Recommended Response
Immediate actions:
- Audit dependency lock files — Review
requirements.txt,pyproject.toml, andpoetry.lockfiles for any reference to LiteLLM versions 1.82.7 or 1.82.8 - Rotate all cloud credentials — Treat any API keys, IAM credentials, or tokens present on systems that may have pulled the malicious version as compromised
- Review environment variable configurations — Check for exposed secrets in
.envfiles, CI/CD pipeline variables, and container runtime environments - Search for the malicious downloader — Conduct endpoint investigation for persistence mechanisms installed by the malware's second-stage component
- Pin dependency versions — Until the investigation concludes, lock LiteLLM to a verified-clean version in all deployment manifests
The LiteLLM project team has released clean versions following the incident. All organisations should upgrade to the current clean release and verify the integrity of the package against the official repository checksums.

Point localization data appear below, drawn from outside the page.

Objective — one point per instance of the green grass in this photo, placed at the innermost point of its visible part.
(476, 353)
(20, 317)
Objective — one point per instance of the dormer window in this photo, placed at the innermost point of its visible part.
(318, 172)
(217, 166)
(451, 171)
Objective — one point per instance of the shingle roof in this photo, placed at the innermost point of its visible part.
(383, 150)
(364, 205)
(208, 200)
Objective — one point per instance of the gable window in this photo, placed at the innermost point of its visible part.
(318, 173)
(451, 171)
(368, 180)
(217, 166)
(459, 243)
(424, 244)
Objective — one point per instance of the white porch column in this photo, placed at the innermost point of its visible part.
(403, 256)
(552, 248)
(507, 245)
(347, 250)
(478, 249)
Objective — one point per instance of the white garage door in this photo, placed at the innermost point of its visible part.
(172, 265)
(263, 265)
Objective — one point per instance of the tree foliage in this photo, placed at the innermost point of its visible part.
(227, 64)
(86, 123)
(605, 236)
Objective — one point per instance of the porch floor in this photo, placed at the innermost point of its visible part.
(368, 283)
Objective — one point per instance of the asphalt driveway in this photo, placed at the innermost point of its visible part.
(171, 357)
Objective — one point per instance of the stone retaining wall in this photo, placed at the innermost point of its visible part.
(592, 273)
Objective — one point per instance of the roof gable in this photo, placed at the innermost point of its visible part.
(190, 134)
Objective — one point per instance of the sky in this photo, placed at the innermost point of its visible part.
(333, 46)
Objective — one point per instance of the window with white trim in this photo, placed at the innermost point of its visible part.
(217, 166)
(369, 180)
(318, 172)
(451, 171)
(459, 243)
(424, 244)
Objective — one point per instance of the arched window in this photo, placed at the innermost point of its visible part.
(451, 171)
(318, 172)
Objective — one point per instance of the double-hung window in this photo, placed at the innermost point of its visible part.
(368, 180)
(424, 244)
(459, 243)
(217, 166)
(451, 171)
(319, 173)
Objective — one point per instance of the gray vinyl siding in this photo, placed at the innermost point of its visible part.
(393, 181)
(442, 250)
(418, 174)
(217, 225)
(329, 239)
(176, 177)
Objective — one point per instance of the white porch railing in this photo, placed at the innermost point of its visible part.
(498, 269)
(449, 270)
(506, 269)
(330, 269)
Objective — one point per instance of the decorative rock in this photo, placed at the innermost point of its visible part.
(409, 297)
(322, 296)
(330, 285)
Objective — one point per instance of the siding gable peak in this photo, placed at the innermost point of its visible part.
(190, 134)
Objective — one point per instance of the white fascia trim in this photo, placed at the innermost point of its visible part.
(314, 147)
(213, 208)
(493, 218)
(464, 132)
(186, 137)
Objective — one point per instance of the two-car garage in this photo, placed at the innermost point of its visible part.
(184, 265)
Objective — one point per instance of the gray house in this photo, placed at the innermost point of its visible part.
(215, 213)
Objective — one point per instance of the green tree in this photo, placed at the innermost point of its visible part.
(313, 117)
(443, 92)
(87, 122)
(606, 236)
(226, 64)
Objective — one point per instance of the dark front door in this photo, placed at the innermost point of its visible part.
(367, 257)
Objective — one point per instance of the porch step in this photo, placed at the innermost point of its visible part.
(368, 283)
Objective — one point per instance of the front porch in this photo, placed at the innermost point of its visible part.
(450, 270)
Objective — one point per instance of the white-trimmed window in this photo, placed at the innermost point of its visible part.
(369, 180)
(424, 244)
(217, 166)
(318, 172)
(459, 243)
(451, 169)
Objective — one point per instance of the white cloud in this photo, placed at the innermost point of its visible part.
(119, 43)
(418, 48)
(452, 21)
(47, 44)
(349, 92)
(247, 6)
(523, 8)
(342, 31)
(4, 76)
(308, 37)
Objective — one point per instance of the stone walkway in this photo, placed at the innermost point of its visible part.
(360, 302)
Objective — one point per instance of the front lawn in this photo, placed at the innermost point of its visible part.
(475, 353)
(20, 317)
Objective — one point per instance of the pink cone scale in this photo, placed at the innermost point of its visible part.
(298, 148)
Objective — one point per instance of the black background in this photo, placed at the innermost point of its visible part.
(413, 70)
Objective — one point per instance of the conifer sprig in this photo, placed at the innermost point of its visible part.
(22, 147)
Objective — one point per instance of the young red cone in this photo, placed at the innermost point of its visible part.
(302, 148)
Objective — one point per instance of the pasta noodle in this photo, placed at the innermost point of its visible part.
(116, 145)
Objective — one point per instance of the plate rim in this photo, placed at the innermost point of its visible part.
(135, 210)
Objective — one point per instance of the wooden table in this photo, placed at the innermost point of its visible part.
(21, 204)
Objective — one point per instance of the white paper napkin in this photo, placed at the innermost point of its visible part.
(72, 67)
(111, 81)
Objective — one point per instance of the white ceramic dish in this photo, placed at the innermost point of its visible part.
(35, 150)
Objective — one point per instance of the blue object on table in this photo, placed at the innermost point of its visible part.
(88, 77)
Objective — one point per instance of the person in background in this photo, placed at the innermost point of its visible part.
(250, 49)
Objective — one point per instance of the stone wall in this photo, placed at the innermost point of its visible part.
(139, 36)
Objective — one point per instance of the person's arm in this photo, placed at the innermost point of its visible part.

The Broader Supply Chain Threat
The LiteLLM compromise is the latest in a series of supply chain attacks targeting AI and machine learning infrastructure. The open-source AI tooling ecosystem has grown rapidly with minimal security scrutiny — many widely-deployed packages are maintained by small teams with limited security resources, using PyPI publishing workflows that do not enforce hardware security keys or multi-factor authentication for maintainer accounts.
As AI packages become foundational to enterprise cloud infrastructure, their security posture must be treated with the same rigour applied to operating system packages, network libraries, and authentication frameworks.